Spiro slid his hand over the control panel across his desk. One of the screens in his nest flickered and she saw the white brainlike core that rested in the rewired plinth. On the screen the white shell vanished and she saw the synthetic organism inside it. A mass of gray fleshlike mechanics and tiny silicon veins. As she watched, the screen flickered again and she saw the left side was covered some kind of greenish fungi, and a collection of needles with thin tubes of blue and red fluid. She took a step to look closer. Another part of the organism looked like it had been sliced off and reattatched with translucent stitching.

"How is it still functioning?" murmured Gypsy.
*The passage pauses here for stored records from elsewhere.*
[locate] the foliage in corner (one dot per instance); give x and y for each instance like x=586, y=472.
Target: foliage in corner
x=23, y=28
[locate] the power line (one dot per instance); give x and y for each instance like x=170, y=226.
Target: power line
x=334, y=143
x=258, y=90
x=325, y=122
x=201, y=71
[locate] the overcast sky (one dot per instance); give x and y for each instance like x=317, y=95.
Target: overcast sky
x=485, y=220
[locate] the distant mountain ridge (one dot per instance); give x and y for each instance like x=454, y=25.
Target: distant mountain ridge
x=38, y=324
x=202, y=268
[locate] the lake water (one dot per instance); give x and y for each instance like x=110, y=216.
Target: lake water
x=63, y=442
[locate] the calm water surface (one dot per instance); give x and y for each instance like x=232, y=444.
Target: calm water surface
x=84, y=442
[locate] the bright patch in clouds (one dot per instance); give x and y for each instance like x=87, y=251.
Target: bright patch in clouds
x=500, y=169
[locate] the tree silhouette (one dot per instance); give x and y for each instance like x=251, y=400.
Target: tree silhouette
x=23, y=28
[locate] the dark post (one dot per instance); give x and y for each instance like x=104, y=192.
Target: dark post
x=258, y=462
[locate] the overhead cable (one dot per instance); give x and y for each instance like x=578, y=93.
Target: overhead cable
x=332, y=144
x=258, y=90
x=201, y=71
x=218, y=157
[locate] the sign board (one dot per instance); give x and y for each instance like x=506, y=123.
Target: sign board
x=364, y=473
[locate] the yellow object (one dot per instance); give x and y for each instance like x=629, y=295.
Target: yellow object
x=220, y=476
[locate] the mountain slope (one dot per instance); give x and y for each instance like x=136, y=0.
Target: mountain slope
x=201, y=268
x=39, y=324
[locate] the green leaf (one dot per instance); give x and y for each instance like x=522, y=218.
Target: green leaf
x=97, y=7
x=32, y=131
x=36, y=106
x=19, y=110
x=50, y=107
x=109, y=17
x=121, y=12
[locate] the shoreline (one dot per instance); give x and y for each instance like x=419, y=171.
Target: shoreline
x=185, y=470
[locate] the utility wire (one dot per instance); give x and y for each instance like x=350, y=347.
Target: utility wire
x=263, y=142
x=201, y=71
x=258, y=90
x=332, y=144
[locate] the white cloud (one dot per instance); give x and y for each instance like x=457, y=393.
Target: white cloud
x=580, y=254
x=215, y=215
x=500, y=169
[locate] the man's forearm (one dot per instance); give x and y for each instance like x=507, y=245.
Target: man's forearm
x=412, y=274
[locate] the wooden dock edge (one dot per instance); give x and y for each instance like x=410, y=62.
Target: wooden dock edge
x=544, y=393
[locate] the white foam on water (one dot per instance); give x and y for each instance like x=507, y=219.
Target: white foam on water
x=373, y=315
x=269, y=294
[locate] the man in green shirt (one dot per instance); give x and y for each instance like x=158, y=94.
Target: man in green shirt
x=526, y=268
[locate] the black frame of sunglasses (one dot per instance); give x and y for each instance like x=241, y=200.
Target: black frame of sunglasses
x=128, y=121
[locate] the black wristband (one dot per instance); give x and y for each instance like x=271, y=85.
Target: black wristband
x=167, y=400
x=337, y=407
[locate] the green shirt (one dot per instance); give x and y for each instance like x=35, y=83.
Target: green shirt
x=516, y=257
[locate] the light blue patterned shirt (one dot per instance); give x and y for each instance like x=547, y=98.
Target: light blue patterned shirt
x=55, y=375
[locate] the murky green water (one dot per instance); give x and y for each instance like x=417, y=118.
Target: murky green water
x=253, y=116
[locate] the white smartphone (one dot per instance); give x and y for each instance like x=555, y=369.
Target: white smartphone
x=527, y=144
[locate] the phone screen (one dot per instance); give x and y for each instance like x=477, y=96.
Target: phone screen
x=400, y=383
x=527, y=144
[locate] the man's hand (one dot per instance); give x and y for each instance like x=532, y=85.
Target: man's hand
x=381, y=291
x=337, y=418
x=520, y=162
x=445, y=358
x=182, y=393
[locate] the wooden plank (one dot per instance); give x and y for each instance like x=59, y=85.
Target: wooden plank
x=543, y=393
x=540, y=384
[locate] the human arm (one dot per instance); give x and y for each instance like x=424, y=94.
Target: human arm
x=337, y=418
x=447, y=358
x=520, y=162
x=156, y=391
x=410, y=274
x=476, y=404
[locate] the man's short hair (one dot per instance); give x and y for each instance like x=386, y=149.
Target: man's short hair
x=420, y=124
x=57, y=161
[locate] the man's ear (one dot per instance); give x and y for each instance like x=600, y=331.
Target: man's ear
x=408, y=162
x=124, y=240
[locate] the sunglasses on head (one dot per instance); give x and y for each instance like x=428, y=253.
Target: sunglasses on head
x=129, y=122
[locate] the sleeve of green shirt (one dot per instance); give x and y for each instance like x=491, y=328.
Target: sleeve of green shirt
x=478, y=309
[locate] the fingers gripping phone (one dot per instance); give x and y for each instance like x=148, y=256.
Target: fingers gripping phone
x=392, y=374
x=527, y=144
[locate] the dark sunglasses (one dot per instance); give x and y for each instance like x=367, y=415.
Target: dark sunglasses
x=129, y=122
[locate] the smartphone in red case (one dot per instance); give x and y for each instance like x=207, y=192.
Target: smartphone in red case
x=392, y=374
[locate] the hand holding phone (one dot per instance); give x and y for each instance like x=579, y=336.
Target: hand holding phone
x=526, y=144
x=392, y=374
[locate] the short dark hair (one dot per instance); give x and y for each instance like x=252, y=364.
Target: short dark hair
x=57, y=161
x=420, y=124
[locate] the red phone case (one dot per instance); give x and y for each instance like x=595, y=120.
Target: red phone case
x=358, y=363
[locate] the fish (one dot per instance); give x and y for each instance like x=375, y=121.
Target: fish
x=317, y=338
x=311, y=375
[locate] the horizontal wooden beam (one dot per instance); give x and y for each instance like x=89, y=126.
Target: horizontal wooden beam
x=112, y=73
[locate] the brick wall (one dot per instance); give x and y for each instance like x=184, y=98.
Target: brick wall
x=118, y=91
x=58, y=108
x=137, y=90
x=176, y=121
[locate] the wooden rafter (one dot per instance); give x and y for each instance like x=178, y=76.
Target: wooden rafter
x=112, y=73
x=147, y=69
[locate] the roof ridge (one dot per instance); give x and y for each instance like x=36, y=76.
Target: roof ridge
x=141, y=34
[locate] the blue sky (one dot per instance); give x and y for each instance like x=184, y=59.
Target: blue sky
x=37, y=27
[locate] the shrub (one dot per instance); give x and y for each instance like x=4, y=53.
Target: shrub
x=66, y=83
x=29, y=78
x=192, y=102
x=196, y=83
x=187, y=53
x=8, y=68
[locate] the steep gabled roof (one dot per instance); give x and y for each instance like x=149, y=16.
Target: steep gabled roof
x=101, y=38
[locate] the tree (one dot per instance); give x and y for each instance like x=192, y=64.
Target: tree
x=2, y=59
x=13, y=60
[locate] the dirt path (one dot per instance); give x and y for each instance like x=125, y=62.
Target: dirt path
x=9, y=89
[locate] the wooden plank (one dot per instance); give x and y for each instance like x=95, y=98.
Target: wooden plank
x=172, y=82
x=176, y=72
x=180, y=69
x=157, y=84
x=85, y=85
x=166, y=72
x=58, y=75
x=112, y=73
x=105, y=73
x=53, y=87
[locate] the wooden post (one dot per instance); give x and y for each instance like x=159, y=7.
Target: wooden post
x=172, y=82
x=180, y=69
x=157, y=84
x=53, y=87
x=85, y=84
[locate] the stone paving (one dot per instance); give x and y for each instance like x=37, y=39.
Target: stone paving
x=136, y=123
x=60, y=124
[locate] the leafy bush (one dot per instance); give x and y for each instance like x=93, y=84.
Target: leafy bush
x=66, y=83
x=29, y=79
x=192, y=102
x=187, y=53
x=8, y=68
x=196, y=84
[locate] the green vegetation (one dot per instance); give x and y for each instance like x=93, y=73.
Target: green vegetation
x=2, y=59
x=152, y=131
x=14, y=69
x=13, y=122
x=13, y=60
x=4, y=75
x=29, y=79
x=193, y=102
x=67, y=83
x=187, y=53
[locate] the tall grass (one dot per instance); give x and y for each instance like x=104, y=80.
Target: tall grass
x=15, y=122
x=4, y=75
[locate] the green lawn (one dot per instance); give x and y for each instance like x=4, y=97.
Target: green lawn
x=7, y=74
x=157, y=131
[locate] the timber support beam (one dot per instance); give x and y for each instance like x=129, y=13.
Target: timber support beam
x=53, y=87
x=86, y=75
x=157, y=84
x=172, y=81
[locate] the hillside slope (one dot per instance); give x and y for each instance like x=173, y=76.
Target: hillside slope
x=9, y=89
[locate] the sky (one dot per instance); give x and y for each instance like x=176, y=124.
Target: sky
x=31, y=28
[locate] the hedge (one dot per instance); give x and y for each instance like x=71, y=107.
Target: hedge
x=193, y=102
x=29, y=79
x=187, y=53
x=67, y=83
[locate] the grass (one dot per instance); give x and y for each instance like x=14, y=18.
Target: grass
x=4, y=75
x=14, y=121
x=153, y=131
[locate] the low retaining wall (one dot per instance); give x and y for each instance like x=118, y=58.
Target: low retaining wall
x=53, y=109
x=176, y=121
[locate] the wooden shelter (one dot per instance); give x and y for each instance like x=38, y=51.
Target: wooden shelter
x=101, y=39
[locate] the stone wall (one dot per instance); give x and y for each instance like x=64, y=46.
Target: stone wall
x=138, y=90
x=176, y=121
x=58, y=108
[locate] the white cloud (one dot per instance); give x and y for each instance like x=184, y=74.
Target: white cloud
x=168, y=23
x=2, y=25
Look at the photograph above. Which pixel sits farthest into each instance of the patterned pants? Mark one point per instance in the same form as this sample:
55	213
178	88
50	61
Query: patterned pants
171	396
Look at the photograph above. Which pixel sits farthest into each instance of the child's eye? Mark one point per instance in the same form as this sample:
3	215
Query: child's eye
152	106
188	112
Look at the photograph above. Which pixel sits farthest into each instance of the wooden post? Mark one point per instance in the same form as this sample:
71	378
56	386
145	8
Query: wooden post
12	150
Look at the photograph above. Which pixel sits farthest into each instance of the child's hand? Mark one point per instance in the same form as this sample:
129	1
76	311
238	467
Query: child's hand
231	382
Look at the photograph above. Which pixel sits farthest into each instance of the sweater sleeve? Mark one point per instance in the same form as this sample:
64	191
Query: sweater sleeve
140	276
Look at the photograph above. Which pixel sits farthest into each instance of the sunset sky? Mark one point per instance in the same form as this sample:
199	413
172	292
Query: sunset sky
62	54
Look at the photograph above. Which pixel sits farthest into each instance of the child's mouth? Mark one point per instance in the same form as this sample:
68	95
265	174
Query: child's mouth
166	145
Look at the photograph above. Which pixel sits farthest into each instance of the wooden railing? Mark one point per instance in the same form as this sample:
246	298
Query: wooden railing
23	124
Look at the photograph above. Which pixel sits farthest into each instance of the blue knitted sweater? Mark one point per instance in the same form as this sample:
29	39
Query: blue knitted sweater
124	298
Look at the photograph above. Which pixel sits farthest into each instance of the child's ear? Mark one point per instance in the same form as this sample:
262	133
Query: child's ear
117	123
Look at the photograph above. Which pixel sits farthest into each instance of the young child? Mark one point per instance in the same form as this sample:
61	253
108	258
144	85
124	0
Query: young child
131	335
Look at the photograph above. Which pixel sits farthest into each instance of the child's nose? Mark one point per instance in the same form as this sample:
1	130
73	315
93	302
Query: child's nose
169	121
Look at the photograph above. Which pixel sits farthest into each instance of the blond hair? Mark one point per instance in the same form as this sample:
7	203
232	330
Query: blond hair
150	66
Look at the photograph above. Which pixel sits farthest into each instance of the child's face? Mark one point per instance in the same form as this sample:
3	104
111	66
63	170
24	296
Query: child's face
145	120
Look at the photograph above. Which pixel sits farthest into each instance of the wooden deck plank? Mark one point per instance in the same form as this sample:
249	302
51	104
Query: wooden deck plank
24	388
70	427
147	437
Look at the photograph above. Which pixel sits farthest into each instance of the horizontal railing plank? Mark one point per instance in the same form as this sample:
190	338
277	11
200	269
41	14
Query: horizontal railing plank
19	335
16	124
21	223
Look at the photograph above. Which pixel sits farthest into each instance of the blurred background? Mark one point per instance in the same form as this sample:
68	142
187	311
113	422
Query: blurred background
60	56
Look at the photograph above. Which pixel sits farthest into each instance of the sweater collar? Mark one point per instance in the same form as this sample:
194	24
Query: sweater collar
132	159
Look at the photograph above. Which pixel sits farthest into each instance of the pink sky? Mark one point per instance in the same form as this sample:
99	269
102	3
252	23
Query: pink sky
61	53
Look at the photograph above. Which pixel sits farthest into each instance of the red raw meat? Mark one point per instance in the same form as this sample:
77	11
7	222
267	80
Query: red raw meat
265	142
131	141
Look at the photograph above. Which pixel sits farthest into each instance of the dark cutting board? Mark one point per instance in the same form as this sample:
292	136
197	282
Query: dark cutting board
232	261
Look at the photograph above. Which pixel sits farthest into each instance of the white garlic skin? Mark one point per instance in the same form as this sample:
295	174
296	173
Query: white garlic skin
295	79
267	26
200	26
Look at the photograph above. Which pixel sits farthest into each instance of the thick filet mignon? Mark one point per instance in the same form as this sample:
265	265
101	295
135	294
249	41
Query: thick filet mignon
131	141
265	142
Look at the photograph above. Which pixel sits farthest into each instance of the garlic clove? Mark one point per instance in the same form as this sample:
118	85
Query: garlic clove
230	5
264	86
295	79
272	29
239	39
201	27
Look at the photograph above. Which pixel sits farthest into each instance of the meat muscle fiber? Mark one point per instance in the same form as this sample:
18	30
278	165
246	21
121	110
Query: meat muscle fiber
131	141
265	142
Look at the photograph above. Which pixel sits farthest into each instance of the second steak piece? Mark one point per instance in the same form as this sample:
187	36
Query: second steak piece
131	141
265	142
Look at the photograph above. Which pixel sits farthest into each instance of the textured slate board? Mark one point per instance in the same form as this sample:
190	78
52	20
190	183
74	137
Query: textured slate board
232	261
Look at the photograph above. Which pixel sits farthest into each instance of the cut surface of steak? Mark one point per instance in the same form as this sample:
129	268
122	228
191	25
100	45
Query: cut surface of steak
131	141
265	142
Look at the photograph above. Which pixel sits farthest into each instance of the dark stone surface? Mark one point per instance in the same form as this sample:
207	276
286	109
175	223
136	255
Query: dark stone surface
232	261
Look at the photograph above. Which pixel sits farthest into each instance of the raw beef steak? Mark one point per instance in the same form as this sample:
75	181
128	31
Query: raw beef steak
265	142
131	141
She lifted a hand, almost touching the screen. She could see quick flashes of light from the biocomputer's neural network, some parts were dark, some flashes were different colors.

Spiro shrugged, he said, "It's constantly suffering something akin to a psychotic break, but through some trial and error I've broken down its fundamental judgement and oversight conditioning. The trick was leaving the rest of its functions unaffected."

"This looks incredibly unstable," said Gypsy.

"Depends on the function," said Spiro.

Gypsy slid her hand over the screen, magnifying the parts infested by the greenish fungi. "What is this?" she asked.